Things have been looking positive in the UK lately – in the media and entertainment industries at any rate. And the new decade seems to be heading in the same direction. There has been a steady and consistent rise in spending on film and high-end television, yielding greater turnover and encouraging further investment. Over the course of the last decade, the industry, while dealing with the inevitable highs and lows of the market, saw a significant boost. Now, as we transition into the 2020s, does this rise in spending still hold true?
The easiest way to tackle this question is to break it down into its basic factors: Turnover, exports, contribution to GDP and companies will be the focus of this article.
Starting with turnover, according to the BFI’s annual industry re-cap (the most recent of which covers the years between 2016 and 2017), turnover rose from £13.2 billion to £14.8 billion. This shows a considerable growth rate. Taking into account the statistics from the start of the last decade the industry turnover was at £6.4 billion – leading to an £8.4 billion increase over the course of 10 years or a rise of 132%.
The film exports market has had a more turbulent path to where it finds itself today. Yet recent years have seen a more consistent and significant rise. Between the years of 2016 and 2017 (the most recent statistics from the BFI), there has been a 67% uplift in exported intellectual property (IP) in audio-visual (AV) services. This totals a worth of £2.2 billion which in turn led to 94.5% increase in value as compared to 2008.
Contribution to GDP
Both the BFI and Office for National Statistics have reported that the film and TV industries are continually increasing their contributions to the UK’s overall Gross Domestic Product (GDP). From the film industry’s low point in 2012, where it contributed under £3 billion, it doubled in just five years. TV added a further £1.7 billion in 2016, a year which saw the start of heavy investments inspired by the industry’s tax breaks.

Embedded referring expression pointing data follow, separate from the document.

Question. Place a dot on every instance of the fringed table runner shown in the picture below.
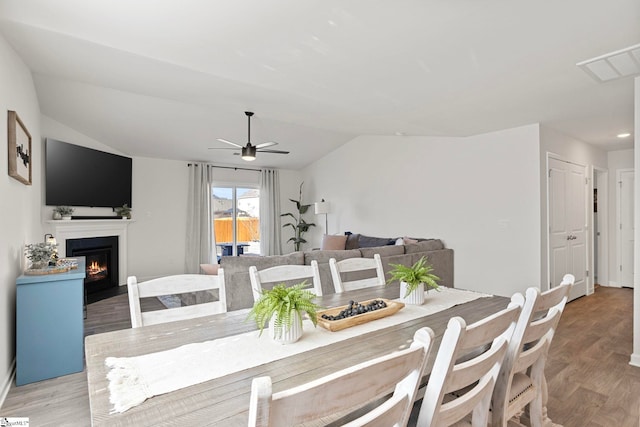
(132, 380)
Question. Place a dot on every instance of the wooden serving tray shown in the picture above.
(336, 325)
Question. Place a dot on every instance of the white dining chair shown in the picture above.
(172, 285)
(284, 273)
(465, 369)
(521, 384)
(353, 265)
(396, 375)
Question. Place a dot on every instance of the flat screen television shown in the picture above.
(81, 176)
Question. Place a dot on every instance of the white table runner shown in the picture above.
(132, 380)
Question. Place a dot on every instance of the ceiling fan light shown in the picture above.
(249, 153)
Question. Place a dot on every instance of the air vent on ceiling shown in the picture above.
(615, 65)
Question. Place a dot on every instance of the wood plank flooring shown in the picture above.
(591, 383)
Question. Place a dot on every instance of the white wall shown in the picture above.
(157, 238)
(479, 194)
(20, 214)
(622, 159)
(575, 151)
(635, 357)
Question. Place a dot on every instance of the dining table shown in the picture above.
(224, 401)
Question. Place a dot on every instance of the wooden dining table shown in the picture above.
(225, 401)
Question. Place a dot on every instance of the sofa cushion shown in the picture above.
(425, 245)
(323, 256)
(368, 241)
(211, 269)
(383, 251)
(333, 242)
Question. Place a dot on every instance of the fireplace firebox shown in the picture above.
(101, 255)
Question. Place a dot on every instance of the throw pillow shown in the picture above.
(370, 242)
(333, 242)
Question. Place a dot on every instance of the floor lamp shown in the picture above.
(323, 208)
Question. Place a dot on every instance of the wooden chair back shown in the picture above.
(284, 273)
(350, 265)
(466, 367)
(397, 375)
(172, 285)
(521, 381)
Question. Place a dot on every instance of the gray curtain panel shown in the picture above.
(200, 237)
(270, 236)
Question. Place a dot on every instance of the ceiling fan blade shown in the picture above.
(273, 151)
(229, 142)
(266, 144)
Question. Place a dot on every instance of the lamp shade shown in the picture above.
(322, 207)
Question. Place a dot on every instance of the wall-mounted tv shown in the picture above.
(80, 176)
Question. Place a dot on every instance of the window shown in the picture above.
(236, 220)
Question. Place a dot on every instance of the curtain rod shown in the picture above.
(228, 167)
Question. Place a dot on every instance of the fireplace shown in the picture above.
(101, 261)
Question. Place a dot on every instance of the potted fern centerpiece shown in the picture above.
(282, 307)
(413, 280)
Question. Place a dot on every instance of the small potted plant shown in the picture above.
(282, 307)
(40, 254)
(124, 211)
(413, 280)
(65, 212)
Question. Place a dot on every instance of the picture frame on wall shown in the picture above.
(19, 145)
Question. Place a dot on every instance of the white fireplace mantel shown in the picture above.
(85, 228)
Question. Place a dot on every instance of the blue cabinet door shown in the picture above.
(49, 323)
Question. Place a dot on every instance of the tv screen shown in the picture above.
(80, 176)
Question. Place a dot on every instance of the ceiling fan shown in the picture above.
(248, 152)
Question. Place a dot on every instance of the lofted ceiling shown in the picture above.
(166, 78)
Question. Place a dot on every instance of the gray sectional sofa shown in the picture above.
(236, 268)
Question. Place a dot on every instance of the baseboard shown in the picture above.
(6, 384)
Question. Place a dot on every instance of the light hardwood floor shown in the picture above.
(591, 383)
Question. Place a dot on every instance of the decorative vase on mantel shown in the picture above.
(416, 297)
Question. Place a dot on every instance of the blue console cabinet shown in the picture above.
(49, 325)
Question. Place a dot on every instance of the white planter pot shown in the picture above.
(285, 335)
(416, 297)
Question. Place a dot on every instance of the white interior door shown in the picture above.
(567, 224)
(625, 228)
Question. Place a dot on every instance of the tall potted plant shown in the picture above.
(299, 225)
(282, 308)
(413, 280)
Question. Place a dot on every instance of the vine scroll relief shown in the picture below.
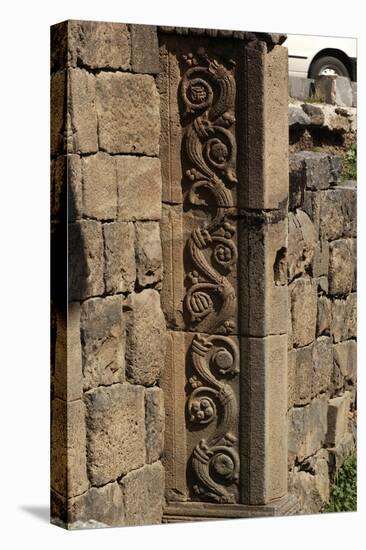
(208, 93)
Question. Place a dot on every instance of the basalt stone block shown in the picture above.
(338, 214)
(337, 419)
(139, 188)
(119, 253)
(303, 373)
(82, 136)
(308, 428)
(86, 262)
(341, 268)
(134, 100)
(145, 49)
(115, 431)
(99, 504)
(98, 45)
(149, 259)
(146, 333)
(301, 243)
(324, 316)
(103, 341)
(68, 448)
(322, 359)
(303, 296)
(99, 186)
(345, 358)
(143, 495)
(155, 422)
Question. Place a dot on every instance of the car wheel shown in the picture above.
(328, 65)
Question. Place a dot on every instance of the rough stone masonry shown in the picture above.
(199, 370)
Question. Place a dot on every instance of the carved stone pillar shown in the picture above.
(224, 159)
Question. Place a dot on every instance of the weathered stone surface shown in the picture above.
(322, 364)
(146, 331)
(344, 318)
(119, 252)
(102, 505)
(68, 452)
(149, 260)
(310, 482)
(337, 419)
(154, 423)
(321, 259)
(338, 213)
(324, 316)
(315, 113)
(98, 45)
(303, 296)
(143, 495)
(307, 428)
(134, 100)
(58, 95)
(82, 134)
(341, 268)
(68, 378)
(345, 357)
(86, 260)
(99, 186)
(303, 372)
(301, 243)
(297, 116)
(74, 188)
(139, 188)
(144, 49)
(103, 341)
(115, 431)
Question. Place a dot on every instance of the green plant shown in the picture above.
(343, 497)
(350, 163)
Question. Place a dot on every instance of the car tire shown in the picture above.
(328, 65)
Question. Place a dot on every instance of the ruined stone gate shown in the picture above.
(171, 274)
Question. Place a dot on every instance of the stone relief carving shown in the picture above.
(208, 92)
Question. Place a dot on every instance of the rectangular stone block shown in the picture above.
(103, 341)
(146, 332)
(68, 448)
(341, 268)
(337, 419)
(139, 188)
(99, 186)
(119, 254)
(322, 365)
(144, 49)
(263, 404)
(85, 259)
(68, 378)
(149, 259)
(304, 298)
(345, 358)
(134, 100)
(154, 423)
(98, 45)
(262, 269)
(98, 507)
(143, 495)
(82, 136)
(115, 431)
(338, 213)
(308, 428)
(267, 128)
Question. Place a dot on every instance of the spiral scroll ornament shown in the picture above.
(208, 93)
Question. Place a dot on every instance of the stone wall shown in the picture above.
(322, 324)
(107, 407)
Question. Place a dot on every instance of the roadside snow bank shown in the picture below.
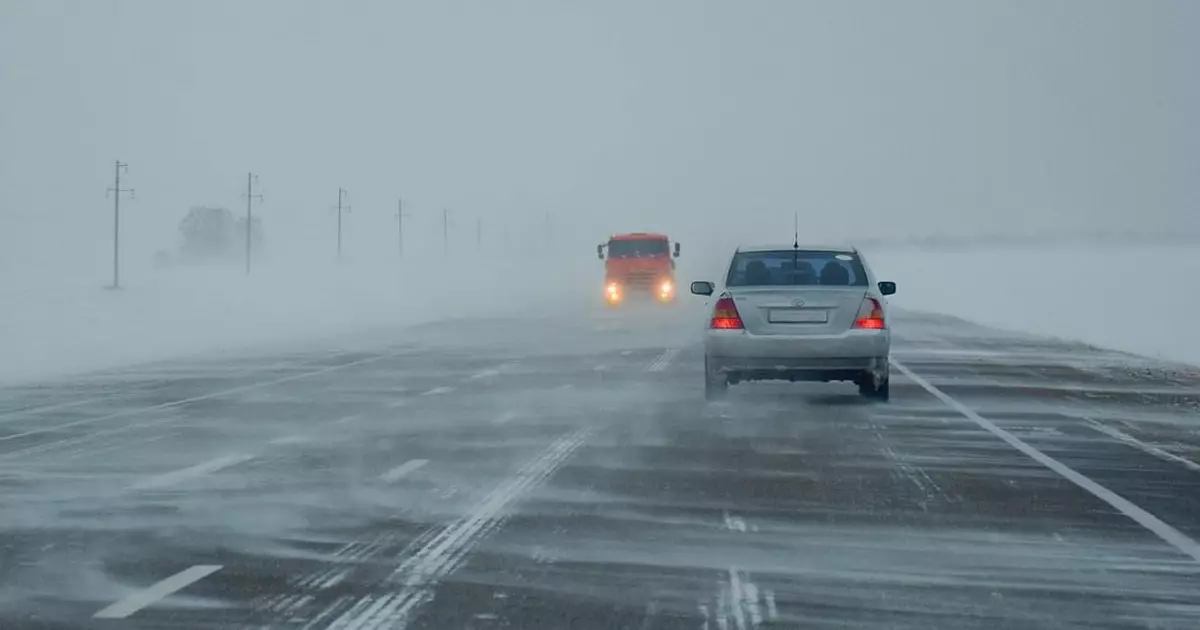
(1139, 299)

In Q1 2019 the total UK spend on films is £274.8 million – 26 films in total, one film up from the previous year.
This is a look at the number of production and post-production companies are currently operating in the UK. Between the years 2014-2018, the number of companies increased by 36%, with video production companies specifically rising 70%. In 2018, there were 8,165 film production companies, 2,915 film, video and TV post-production companies, 420 film distribution companies and 270 film exhibition companies.
Over and around the last 10 years the UK Film and Television industry has seen dramatic growth. As we move into the next decade, and regardless of other social / economic changes the country is and will face, the industry looks set to keep growing.